Taxi-driver
Après avoir échoué à deviner ma provenance, le chauffeur du taxi dans lequel je viens d’embarquer démarre simultanément la voiture et son auto... biographie. Il est Allemand, il m’en apporte la preuve en réussissant à prononcer « Chuchichäschli » dès qu’il apprend que je viens de Suisse. Suisse romande, mais bon, Zurich - Genève, ça correspond à la distance Los Angeles Nord - Los Angeles Sud. À vingt-quatre ans, il a émigré à Miami, qu’il a quittée pour rejoindre Las Vegas il y a environ seize ans.
− Ah bon, vous préférez ici ?
− Oh non ! C’est au milieu de désert, loin de tout, il n’y a rien à faire.
La soixantaine, une face ronde à moitié chauve, le geste mesuré, il a gardé l’allure de ses compatriotes allemands. Aucun tatouage : ni fille à poil sur l’épaule ni tête de mort sur l’avant-bras. Sa conduite est flegmatique, il parle calmement et passerait tout aussi bien pour un retraité peinard de Francfort ou de Hambourg que pour un type qui a traversé un océan pour venir s’installer au milieu du désert.
− Pourquoi êtes-vous venu ici ?
− Je déteste les histoires, j’aime bien être peinard chez moi. C’était l’idée de ma femme.
Un coup d’œil sur le tableau de bord m’assure que le compteur fonctionne normalement. Une seule conclusion semble s’imposer : soit c’est un dangereux parano-schizophrène qui a laissé derrière lui une série de crimes jamais élucidés, soit c’est vraiment l’un des seuls pères tranquilles de Las Vegas
− Vous vous êtes habitué depuis ?
− Quand j’ai fini, je rentre tranquillement chez moi. Les habitants de Vegas, on vient jamais sur le Strip, sauf si on est obligé ou pour faire visiter à des amis. Il n’y a que les touristes qui y vont. C’est la première fois que vous venez ?

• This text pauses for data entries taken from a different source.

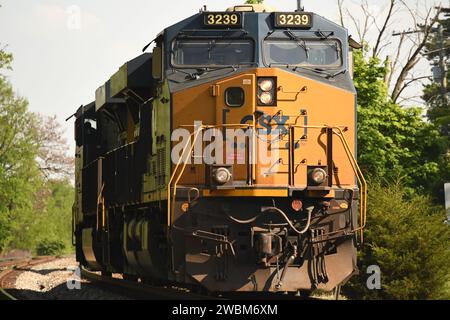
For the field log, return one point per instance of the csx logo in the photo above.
(269, 123)
(277, 123)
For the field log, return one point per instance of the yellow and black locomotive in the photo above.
(225, 159)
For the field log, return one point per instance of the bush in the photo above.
(408, 240)
(47, 247)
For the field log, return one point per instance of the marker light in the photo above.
(318, 176)
(222, 176)
(266, 98)
(266, 85)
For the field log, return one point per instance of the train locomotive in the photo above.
(170, 187)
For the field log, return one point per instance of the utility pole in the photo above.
(442, 62)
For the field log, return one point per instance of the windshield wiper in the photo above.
(301, 42)
(204, 70)
(327, 74)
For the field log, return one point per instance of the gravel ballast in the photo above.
(57, 280)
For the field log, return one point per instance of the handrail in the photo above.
(337, 130)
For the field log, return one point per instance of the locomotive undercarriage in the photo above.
(231, 244)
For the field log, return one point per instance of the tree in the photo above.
(375, 30)
(19, 176)
(436, 96)
(53, 160)
(35, 194)
(394, 142)
(408, 240)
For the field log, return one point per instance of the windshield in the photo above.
(206, 53)
(317, 53)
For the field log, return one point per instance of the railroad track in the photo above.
(12, 268)
(140, 290)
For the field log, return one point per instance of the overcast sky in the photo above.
(60, 60)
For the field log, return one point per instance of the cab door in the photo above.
(235, 106)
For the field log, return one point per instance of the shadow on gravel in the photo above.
(87, 291)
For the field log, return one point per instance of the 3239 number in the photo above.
(222, 19)
(301, 20)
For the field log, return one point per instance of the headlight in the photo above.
(266, 98)
(318, 176)
(266, 85)
(266, 94)
(221, 176)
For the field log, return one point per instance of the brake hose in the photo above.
(285, 217)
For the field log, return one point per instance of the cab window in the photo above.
(320, 53)
(212, 52)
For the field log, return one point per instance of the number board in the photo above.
(293, 20)
(223, 19)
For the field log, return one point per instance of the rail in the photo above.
(332, 130)
(138, 290)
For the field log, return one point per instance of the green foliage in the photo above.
(393, 141)
(32, 209)
(408, 240)
(19, 176)
(47, 247)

Je ne vois pas d’arme, je n’ai décelé aucune trace de sang sous les sièges, mais il y a beaucoup de trous dans le désert, et qui ne sont pas tous vides. Ne pas passer pour un naïf, un bleu, je suis quelqu’un à qui on ne l’a fait pas :
− Non, non, je suis venu très souvent. Cette année j’ai vu Love au Mirage, et d’autres années, j’ai vu Ô, Elvis et plusieurs spectacles du Cirque du Soleil. Vous n’allez pas voir les shows ?
− Pas si je peux éviter. J’ai vu Kā avec ma femme, elle devait me taper du coude parce que je m’endormais.
− Vous n’avez pas aimé ? C’est au Wynn ?
− Non, au MGM. C’est toujours la même chose, j’avais de la peine à pas ronfler.
− Pourquoi vous y étiez ?
− Pour faire plaisir à ma femme. On reçoit des bons pour des spectacles. Si je ne les obtiens que deux ou trois jours à l’avance, c’est trop tard pour les revendre sur ebay, alors parfois j’y vais avec ma femme, comme ça elle est contente.
On est déjà arrivé. Mon chauffeur n’a pris aucun détour, le compteur n’a pas l’air trafiqué, pas d’entourloupe en vue. Il s’arrête devant l’entrée Nord du Bellagio et ne me réclame pas d’avantage que les dix-sept dollars affichés. Je sors, je lui tends un billet de vingt, il démarre et l’on reprend chacun sa vie.